With all hands to the pumps, things have been moving along briskly. Many of the smaller fitting and fixtures are being painted, such as the flywheel and alternator covers.
All 4 navigation lights have been fitted and the 4 fold down brass steps on the cabin sides. Although not quite traditional I feel that if working boats had carried on in large numbers that boatman would have opted for such luxuries in later life.
The stern navigation light will also act as a deck light as it is independantly switched in the boatman's cabin. This will also mean that it can be used in tunnels without having to have all 4 navigation lights on.
Preparing the Hull for Blacking.
Who let me (Jo) loose with a power tool? We volunteered to black the hull of Hadar as it would be good experience for when we have to do it in the future. I removed the rust, with the sander, that had accumulated whilst she was in the water for 10 months. Whilst I was doing this Keith was masking off the gloss paint areas which meet the blacked area.
Roger fitted the vinyl flooring to the boatman's cabin floor. We found 2 pieces of this in the corner of the local carpet shop, and got them both for £15. It finishes off the cabin so well, we are both delighted with the look.
No Keith did not black the whole of the hull with a 1" wide brush! He was filling in the bits that the roller had missed. We rollered the blacking on having seen both this method and brushing it on, and the roller method is definitely easier and quicker.

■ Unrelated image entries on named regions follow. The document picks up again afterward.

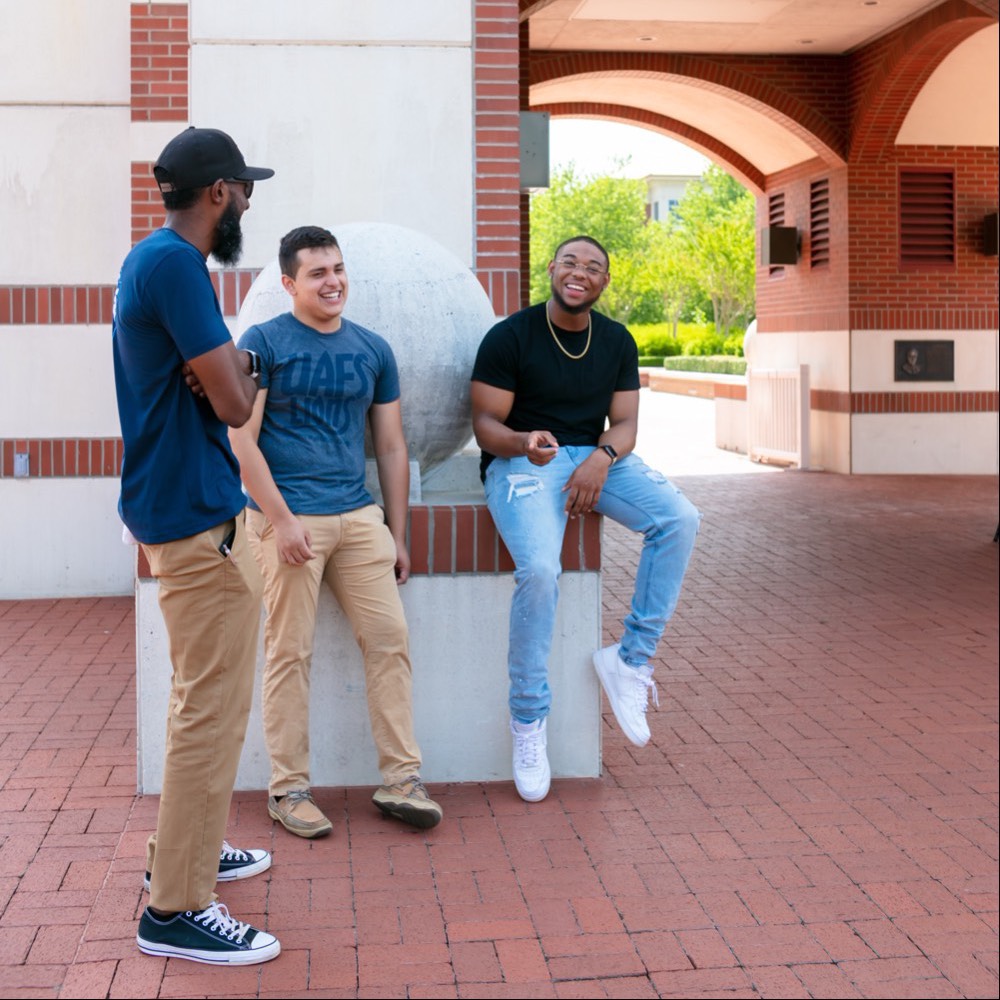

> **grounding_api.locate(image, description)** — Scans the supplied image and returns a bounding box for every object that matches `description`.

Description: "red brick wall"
[132,161,167,246]
[473,0,521,315]
[756,160,851,333]
[131,3,190,122]
[850,146,1000,330]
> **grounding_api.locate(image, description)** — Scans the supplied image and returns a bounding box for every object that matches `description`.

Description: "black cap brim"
[232,167,274,181]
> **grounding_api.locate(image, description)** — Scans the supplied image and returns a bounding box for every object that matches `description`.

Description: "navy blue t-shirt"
[111,229,245,544]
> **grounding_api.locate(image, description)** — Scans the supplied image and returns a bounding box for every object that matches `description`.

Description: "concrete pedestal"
[136,503,601,794]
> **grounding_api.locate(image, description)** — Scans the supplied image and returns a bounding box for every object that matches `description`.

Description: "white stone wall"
[851,330,1000,475]
[0,0,475,599]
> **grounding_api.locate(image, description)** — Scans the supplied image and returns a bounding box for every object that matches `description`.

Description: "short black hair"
[278,226,340,278]
[552,235,611,271]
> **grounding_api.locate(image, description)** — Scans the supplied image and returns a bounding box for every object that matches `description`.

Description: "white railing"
[747,365,809,469]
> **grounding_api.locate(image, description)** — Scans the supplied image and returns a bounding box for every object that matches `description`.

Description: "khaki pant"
[247,505,420,795]
[143,511,261,911]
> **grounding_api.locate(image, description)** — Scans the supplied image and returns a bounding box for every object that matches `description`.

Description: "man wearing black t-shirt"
[472,230,700,802]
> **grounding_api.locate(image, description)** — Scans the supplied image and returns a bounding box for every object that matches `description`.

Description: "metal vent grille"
[809,178,830,267]
[767,191,785,275]
[899,170,955,266]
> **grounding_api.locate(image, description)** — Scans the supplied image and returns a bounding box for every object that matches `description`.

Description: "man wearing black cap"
[112,128,280,965]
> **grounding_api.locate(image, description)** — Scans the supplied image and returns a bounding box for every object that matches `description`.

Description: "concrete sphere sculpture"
[237,222,495,478]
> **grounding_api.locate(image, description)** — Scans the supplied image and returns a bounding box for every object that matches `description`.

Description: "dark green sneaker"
[135,901,281,965]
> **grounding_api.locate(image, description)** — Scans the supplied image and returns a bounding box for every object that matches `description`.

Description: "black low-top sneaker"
[135,901,281,965]
[142,840,271,892]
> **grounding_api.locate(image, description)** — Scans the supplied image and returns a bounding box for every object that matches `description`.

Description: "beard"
[212,202,243,265]
[551,282,601,316]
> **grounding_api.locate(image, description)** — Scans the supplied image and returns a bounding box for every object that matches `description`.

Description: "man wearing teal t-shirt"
[230,226,441,838]
[112,128,280,965]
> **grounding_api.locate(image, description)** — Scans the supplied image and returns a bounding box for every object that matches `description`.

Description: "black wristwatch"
[243,348,260,384]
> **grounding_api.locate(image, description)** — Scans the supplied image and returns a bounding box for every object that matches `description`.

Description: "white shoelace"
[635,670,660,715]
[219,840,253,861]
[194,901,250,944]
[515,732,542,768]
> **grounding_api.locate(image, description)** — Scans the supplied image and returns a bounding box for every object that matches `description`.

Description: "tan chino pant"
[143,511,261,911]
[247,505,420,795]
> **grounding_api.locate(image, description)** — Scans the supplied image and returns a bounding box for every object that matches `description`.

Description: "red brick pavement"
[0,472,998,998]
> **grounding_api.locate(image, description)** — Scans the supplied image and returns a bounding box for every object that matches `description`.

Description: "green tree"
[670,166,755,337]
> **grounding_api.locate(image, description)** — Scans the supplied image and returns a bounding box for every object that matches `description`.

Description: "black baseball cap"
[153,125,274,192]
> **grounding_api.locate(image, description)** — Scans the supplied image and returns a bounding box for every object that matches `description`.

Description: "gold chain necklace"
[545,302,594,361]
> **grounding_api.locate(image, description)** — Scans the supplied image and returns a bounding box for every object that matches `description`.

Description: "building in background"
[643,174,698,222]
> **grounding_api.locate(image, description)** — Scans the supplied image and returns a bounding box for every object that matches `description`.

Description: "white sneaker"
[510,719,552,802]
[594,643,660,747]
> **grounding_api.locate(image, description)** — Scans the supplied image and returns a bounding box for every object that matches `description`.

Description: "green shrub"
[681,330,722,357]
[629,323,712,358]
[722,330,743,358]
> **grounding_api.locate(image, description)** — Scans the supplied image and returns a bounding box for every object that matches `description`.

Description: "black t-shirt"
[472,302,639,475]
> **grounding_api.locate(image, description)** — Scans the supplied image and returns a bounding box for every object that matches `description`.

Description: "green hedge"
[660,355,747,375]
[629,323,743,358]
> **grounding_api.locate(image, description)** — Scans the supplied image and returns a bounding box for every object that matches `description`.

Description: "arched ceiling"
[521,0,1000,176]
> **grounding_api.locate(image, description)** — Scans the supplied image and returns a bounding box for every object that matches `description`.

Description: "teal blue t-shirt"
[239,313,399,514]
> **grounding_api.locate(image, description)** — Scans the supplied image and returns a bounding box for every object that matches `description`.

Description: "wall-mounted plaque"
[895,340,955,382]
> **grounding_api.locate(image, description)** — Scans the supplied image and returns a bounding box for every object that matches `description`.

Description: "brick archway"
[528,52,848,167]
[532,101,764,195]
[850,0,994,161]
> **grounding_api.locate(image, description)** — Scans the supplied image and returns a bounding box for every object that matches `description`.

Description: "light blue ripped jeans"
[486,445,701,722]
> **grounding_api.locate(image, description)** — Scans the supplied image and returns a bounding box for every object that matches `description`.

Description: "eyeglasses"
[556,257,608,278]
[223,177,253,201]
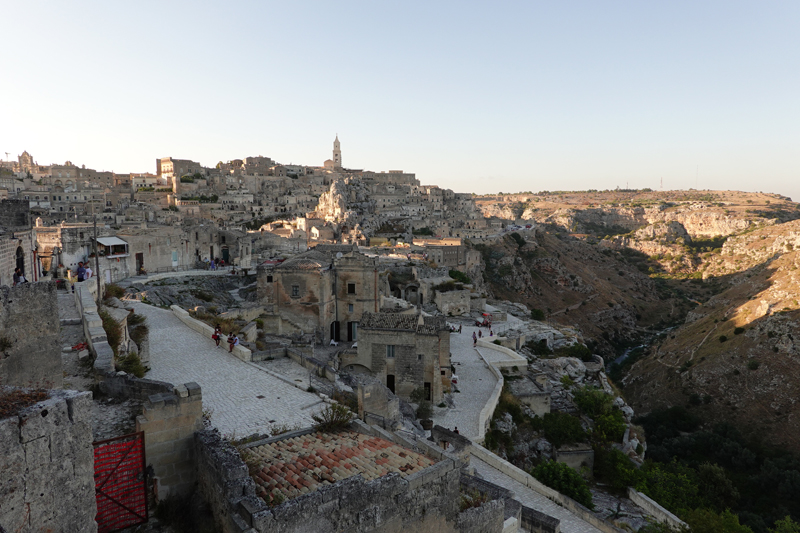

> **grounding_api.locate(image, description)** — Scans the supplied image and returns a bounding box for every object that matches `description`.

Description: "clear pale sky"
[0,0,800,200]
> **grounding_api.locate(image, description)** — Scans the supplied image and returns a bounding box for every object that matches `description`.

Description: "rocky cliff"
[623,221,800,451]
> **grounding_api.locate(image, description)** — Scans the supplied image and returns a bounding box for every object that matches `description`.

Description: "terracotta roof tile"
[248,431,434,501]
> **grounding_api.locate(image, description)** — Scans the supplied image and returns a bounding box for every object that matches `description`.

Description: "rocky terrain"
[623,221,800,451]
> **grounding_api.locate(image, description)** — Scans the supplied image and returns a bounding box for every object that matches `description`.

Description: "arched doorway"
[17,246,25,274]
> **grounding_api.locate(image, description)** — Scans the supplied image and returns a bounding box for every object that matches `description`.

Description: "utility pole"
[94,215,103,305]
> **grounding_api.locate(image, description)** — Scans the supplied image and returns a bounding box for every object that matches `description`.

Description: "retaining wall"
[0,390,97,533]
[136,382,203,499]
[0,281,64,389]
[471,444,624,533]
[628,487,688,529]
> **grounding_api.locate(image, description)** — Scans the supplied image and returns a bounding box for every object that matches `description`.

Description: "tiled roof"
[275,250,331,270]
[247,431,434,501]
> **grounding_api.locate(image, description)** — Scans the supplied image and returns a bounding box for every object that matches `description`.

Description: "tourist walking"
[228,335,239,353]
[211,326,222,348]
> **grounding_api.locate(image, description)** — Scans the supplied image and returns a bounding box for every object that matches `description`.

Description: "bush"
[534,411,586,448]
[311,403,353,431]
[531,461,594,509]
[116,352,147,378]
[103,283,125,299]
[97,309,122,355]
[573,386,614,418]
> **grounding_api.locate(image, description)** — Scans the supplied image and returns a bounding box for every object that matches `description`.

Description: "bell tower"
[333,133,342,168]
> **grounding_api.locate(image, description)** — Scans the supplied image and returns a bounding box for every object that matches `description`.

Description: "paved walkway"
[469,455,601,533]
[131,302,322,438]
[432,326,497,440]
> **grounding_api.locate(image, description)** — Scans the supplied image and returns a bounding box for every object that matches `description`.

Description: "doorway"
[17,246,27,279]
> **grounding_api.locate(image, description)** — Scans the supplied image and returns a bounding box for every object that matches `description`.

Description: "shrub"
[531,461,594,509]
[103,283,125,299]
[98,309,122,355]
[573,387,614,418]
[534,411,586,448]
[116,352,147,378]
[311,403,353,431]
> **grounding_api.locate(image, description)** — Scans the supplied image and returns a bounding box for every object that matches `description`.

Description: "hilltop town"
[0,136,800,533]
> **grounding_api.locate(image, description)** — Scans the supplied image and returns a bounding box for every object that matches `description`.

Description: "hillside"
[623,221,800,451]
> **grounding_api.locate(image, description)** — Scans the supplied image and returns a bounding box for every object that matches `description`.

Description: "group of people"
[208,257,225,270]
[14,267,28,287]
[472,328,494,346]
[211,326,239,353]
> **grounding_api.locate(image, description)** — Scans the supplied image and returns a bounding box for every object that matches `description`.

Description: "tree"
[769,516,800,533]
[681,509,753,533]
[531,461,594,509]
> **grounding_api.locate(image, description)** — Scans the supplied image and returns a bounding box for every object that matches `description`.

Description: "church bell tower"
[333,133,342,168]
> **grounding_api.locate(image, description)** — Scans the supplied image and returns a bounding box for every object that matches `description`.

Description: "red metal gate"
[93,431,147,533]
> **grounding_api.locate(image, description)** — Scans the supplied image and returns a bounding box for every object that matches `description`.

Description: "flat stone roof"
[245,431,436,501]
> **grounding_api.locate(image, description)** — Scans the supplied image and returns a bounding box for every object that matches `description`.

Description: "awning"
[97,237,128,246]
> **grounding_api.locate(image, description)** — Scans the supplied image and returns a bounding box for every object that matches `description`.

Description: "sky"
[0,0,800,201]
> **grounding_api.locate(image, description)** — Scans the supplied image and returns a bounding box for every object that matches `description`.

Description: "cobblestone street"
[432,320,497,440]
[131,302,322,438]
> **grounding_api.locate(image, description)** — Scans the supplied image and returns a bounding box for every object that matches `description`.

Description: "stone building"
[258,245,388,343]
[0,200,40,286]
[341,312,451,403]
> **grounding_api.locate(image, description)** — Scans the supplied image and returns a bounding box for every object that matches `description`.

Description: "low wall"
[73,278,114,375]
[628,487,688,529]
[170,305,253,363]
[136,382,203,499]
[0,390,97,533]
[476,352,505,442]
[0,281,64,389]
[471,444,624,533]
[100,374,175,400]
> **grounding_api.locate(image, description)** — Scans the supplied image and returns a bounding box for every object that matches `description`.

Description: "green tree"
[541,411,586,448]
[531,461,594,509]
[769,516,800,533]
[697,463,739,511]
[681,509,753,533]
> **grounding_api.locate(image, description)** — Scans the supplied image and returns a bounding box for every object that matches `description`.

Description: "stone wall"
[433,290,470,316]
[0,391,97,533]
[196,422,504,533]
[136,383,203,499]
[0,281,64,388]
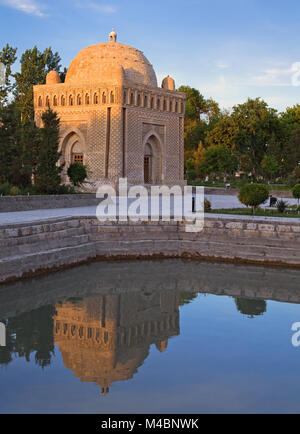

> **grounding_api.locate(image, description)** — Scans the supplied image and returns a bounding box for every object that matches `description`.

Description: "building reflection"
[235,297,267,318]
[53,291,180,394]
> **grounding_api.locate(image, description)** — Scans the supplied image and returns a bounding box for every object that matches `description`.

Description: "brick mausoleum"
[34,31,185,191]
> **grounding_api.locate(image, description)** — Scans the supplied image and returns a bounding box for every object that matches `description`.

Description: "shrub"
[0,182,11,196]
[277,200,289,213]
[239,184,269,211]
[292,184,300,205]
[57,184,75,194]
[67,163,87,187]
[9,187,20,196]
[204,199,211,212]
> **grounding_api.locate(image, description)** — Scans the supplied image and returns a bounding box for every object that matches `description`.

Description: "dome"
[46,70,61,84]
[65,40,157,87]
[161,75,175,90]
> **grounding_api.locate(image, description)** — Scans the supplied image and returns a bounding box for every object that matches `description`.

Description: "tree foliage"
[239,184,269,209]
[35,108,62,194]
[14,46,61,123]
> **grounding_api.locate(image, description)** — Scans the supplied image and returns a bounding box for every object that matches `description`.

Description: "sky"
[0,0,300,111]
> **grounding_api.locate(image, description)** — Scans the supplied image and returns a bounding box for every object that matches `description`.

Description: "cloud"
[251,66,296,87]
[0,0,45,17]
[216,61,229,69]
[77,1,117,14]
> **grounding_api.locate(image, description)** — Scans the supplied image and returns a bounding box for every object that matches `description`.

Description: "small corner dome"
[46,70,61,84]
[109,29,117,42]
[161,75,175,90]
[65,32,157,87]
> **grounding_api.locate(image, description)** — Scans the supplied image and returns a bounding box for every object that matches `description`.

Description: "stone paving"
[0,195,300,226]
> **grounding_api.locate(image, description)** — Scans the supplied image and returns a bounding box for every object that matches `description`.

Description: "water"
[0,260,300,414]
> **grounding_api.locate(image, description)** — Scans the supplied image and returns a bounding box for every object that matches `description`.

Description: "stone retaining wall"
[0,194,99,212]
[0,217,300,282]
[0,187,293,213]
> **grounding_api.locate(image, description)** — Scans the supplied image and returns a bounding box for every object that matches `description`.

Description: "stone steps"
[0,243,96,282]
[0,231,89,261]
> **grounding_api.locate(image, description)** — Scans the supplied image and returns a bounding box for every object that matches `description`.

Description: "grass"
[188,180,291,191]
[209,208,300,218]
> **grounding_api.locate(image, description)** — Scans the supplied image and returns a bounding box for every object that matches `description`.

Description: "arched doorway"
[71,141,83,164]
[144,135,162,184]
[60,131,85,182]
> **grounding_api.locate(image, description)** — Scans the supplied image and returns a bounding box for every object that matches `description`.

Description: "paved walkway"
[0,195,300,226]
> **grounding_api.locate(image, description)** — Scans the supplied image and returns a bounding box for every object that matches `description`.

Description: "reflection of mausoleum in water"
[54,291,179,394]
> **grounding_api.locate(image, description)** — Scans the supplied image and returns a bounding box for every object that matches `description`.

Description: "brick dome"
[46,70,61,84]
[65,40,157,87]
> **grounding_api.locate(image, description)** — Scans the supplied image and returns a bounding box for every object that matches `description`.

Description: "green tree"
[231,98,279,179]
[239,184,269,212]
[0,44,17,105]
[14,46,61,123]
[205,113,239,149]
[199,145,238,178]
[35,108,62,194]
[261,154,279,180]
[0,103,22,185]
[178,86,220,154]
[67,163,87,187]
[292,184,300,205]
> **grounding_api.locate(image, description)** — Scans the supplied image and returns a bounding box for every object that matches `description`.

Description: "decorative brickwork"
[34,32,185,191]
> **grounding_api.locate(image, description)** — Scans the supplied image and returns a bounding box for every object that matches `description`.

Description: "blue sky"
[0,0,300,110]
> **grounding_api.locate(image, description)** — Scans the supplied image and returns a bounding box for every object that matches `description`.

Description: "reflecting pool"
[0,260,300,414]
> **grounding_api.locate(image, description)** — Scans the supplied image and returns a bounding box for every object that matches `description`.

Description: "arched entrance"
[60,131,85,182]
[144,135,162,184]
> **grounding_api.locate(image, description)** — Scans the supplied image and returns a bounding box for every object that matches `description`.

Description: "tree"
[239,184,269,212]
[292,184,300,205]
[231,98,279,178]
[67,163,87,187]
[200,145,238,178]
[261,154,279,180]
[14,46,61,123]
[0,104,22,185]
[0,44,17,105]
[35,108,62,194]
[178,86,220,150]
[205,113,239,149]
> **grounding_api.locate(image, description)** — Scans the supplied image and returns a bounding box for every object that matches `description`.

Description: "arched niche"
[144,134,163,184]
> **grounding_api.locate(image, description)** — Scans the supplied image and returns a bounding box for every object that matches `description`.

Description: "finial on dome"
[109,29,117,42]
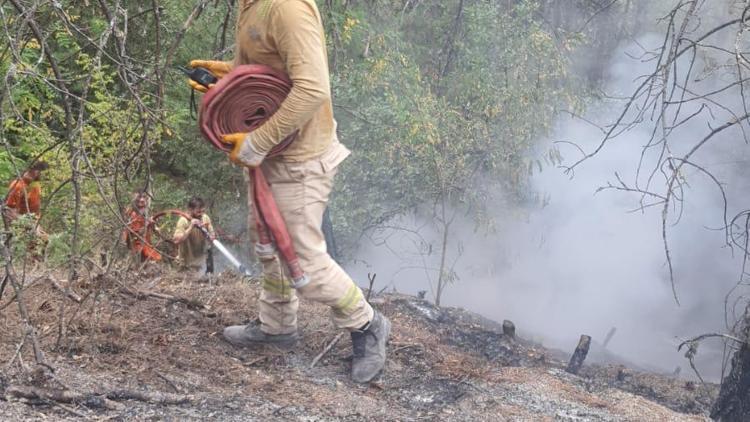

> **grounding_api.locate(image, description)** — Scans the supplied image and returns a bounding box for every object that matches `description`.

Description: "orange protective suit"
[5,178,42,217]
[124,209,161,261]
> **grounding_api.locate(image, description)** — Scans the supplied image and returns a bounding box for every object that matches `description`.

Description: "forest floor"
[0,268,718,421]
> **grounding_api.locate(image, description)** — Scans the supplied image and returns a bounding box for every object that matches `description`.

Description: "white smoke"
[349,28,750,380]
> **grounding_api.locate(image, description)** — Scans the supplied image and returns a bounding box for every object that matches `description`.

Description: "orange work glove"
[188,60,232,93]
[221,133,266,168]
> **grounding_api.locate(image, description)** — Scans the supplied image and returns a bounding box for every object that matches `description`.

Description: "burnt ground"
[0,268,717,421]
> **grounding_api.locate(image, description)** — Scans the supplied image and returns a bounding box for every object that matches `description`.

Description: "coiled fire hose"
[151,209,250,275]
[199,65,309,288]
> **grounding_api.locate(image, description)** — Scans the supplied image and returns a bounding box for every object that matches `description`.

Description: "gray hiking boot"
[351,311,391,383]
[224,321,299,348]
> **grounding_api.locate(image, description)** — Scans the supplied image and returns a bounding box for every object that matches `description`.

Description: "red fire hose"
[199,65,306,287]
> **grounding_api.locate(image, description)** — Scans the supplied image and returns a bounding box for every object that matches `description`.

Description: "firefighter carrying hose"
[189,0,390,383]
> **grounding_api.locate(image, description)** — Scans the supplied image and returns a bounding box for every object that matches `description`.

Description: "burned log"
[565,334,591,374]
[503,319,516,339]
[711,306,750,422]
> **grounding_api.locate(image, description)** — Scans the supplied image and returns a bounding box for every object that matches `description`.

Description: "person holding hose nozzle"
[173,196,216,274]
[189,0,391,383]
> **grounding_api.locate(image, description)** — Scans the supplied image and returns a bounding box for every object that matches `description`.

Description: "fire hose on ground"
[199,65,309,288]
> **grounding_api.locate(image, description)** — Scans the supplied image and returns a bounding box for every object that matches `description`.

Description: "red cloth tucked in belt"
[199,65,304,281]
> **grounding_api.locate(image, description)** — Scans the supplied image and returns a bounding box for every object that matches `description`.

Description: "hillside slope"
[0,268,716,421]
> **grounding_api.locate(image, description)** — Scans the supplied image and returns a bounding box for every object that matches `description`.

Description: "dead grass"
[0,268,716,421]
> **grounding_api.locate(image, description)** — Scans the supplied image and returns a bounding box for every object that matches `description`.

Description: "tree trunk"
[711,306,750,422]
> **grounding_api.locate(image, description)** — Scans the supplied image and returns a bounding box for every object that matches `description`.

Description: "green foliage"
[329,0,578,254]
[0,0,582,265]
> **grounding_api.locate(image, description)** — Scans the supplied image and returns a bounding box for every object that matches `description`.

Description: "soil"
[0,267,718,421]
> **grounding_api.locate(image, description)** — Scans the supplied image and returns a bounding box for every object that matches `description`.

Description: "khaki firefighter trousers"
[248,142,373,335]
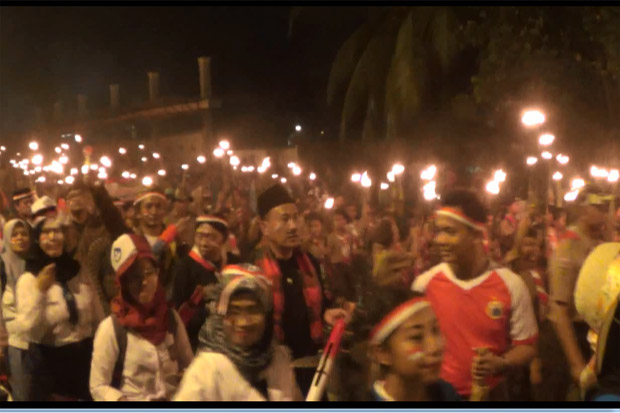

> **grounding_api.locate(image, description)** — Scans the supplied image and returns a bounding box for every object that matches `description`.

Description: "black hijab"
[26,219,80,284]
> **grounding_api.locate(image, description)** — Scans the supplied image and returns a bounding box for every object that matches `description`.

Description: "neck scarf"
[189,246,217,272]
[198,265,274,388]
[0,219,30,289]
[110,282,169,346]
[257,246,323,344]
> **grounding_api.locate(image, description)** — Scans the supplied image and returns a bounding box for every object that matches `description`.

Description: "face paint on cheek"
[407,348,425,361]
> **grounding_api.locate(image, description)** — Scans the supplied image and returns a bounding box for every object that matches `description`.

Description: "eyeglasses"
[127,267,159,284]
[41,228,62,237]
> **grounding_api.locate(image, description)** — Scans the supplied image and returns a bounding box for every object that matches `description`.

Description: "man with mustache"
[12,188,34,225]
[256,185,348,395]
[172,215,241,351]
[134,189,190,298]
[412,190,538,401]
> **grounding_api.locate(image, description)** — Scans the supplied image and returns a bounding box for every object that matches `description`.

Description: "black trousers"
[532,321,592,401]
[27,338,93,401]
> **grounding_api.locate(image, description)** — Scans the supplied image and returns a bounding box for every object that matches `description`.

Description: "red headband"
[369,297,431,344]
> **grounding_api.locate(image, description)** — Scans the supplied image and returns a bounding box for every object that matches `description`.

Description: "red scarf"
[256,247,323,344]
[111,285,168,346]
[189,248,217,272]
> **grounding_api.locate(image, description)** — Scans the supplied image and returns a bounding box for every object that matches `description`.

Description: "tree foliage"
[288,6,620,146]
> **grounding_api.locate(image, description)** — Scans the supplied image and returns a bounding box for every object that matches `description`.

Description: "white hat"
[110,234,155,277]
[30,195,56,216]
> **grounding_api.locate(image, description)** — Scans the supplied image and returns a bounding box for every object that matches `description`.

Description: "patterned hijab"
[0,219,30,288]
[198,264,274,386]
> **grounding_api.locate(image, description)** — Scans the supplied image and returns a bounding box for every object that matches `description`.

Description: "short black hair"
[441,189,487,223]
[306,212,323,224]
[334,208,351,224]
[577,184,605,204]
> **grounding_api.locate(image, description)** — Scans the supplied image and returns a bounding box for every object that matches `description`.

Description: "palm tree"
[290,6,471,141]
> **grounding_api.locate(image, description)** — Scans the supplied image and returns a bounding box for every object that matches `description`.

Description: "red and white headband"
[369,297,431,345]
[196,215,228,228]
[133,192,167,205]
[436,207,485,232]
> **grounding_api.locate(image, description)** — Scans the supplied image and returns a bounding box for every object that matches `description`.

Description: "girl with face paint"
[90,234,193,401]
[343,287,460,401]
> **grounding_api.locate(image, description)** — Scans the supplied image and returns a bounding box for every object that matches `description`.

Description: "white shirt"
[90,311,194,401]
[15,272,95,347]
[173,346,302,401]
[2,285,28,350]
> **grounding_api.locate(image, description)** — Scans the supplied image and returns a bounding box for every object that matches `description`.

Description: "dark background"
[0,6,364,144]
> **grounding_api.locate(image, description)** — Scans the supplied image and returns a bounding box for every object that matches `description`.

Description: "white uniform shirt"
[90,311,194,401]
[174,346,302,401]
[15,272,94,347]
[2,285,28,350]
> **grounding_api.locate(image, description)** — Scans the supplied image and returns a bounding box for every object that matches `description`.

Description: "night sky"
[0,6,364,143]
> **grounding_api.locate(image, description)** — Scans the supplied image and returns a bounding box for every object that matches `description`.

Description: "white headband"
[436,207,485,232]
[133,192,167,205]
[370,297,430,345]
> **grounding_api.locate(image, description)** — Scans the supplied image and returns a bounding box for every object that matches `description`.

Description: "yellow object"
[575,242,620,333]
[469,348,489,402]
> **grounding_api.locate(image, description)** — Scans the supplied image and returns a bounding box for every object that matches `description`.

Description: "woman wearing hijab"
[174,264,302,401]
[15,217,93,401]
[90,234,193,401]
[0,219,30,401]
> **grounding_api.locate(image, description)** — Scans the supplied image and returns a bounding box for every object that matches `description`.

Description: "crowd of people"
[0,168,620,401]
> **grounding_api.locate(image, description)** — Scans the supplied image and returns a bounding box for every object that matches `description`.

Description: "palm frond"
[327,25,370,106]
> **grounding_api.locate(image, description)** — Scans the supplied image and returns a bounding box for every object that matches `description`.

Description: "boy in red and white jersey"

As we were blacking the hull this meant that Tina could get on with finishing painting other parts of the boat so that she is ready to come out of the paintshed next week. This included the final set of roses on the boatman's cabin doors, and hopefully the final coat of blue on the inside of the engine room doors.
We finished the blacking late in the afternoon. We both were very tired, a 70ft boat takes a lot of blacking. We both slept well that night.